Aaaand, had you been subbed into my newsletter, you'd know all of this already because I just sent out a newsletter (the third in like three years) this past week. This is to say that when it comes to email lists and newsletters, I'm a learner, not a master. My email list is tiny. As in double digits tiny.
Finding how to subscribe to my email list is probably more difficult than it should be. KAK's excellent write up made that plain to me. Also plain to me is that getting my sign up put up as easily as Marshall did his? Yeah. It's not a thing. I have no way to grab my sign up box and put it where I want it. I have to send you to the Contact page on my website. Not sure why mine is coded that way. Dumb. But there you go. I will be asking my web mistress, I assure you.
My main issue with the whole newsletter/email list thing is that I have no earthly clue what to say. Ever. So my newsletter subscribers are mostly people who already know me from other endeavors - the international cat fancier's list I belong to, for example. So yes. My cats star in my newsletters. Kinda like they do everything else. As a result, I haven't ever really pushed for email sign ups.

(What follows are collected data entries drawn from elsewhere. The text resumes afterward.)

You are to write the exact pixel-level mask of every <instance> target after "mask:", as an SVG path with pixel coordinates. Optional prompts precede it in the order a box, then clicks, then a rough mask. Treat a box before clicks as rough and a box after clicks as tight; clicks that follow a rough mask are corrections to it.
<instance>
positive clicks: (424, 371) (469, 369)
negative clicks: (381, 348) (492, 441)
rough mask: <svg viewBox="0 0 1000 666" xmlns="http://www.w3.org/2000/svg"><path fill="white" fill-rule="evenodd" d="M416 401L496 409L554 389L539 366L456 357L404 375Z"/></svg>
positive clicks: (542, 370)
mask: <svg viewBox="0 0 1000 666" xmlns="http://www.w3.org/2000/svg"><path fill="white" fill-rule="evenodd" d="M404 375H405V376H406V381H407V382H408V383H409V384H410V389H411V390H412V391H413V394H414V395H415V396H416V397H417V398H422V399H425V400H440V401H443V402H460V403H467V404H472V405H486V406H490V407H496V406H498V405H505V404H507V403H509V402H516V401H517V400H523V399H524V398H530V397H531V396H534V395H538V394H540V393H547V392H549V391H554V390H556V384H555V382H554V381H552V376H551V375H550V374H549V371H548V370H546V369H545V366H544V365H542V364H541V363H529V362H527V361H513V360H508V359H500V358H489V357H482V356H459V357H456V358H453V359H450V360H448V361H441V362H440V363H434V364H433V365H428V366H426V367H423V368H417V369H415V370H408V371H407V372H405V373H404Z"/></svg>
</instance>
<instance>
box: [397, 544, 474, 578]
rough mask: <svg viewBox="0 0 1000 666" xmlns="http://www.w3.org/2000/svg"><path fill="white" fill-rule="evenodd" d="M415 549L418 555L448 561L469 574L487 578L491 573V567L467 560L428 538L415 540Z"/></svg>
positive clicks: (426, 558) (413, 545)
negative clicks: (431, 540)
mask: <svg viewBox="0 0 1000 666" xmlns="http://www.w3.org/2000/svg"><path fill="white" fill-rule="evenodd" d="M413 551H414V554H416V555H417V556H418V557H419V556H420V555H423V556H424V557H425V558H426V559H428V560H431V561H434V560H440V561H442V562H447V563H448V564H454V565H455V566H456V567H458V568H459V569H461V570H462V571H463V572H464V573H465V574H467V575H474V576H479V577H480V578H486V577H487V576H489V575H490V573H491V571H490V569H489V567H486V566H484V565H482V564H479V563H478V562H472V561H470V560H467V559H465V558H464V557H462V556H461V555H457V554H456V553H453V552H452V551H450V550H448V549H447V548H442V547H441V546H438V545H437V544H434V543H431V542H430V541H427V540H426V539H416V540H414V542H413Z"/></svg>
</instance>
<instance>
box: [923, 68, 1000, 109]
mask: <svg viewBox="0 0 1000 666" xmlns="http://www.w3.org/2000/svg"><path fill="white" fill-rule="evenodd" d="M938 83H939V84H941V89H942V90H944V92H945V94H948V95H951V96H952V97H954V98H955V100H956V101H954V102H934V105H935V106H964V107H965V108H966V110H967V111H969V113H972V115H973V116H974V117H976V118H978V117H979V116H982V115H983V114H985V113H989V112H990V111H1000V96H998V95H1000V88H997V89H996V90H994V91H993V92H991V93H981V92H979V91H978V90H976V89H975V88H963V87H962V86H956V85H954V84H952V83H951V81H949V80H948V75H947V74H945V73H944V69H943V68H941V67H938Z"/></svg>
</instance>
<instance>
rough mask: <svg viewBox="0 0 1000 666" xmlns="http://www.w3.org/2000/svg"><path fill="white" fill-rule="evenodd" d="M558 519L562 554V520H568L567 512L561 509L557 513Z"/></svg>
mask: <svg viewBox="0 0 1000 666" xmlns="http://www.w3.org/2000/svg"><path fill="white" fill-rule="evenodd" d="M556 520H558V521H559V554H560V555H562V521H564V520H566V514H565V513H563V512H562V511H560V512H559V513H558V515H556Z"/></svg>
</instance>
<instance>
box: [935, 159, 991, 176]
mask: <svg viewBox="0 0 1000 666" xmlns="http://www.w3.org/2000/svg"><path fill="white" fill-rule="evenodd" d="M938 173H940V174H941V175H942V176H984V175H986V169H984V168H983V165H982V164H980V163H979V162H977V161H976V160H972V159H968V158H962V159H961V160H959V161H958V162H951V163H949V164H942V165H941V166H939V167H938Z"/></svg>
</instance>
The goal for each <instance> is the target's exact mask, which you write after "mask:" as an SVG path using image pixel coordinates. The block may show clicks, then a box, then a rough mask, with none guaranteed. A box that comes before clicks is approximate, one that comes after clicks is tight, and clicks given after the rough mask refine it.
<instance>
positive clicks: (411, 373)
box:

The other issue is that I am scattered across a wide array of genres. SFR. UF. Fantasy. Paranormal Romance. In no case have any of my series been completed past two books. Usually, in a push for email sign ups, an author has something to offer - a free book, short, novella, something. And I do. But it is the sole example of sword and sorcery that I've written. So it's an odd lead-in to the rest of my list, right?
Sigh.
I think if we want to be really straight here, this is me. Drowning in all I do not know.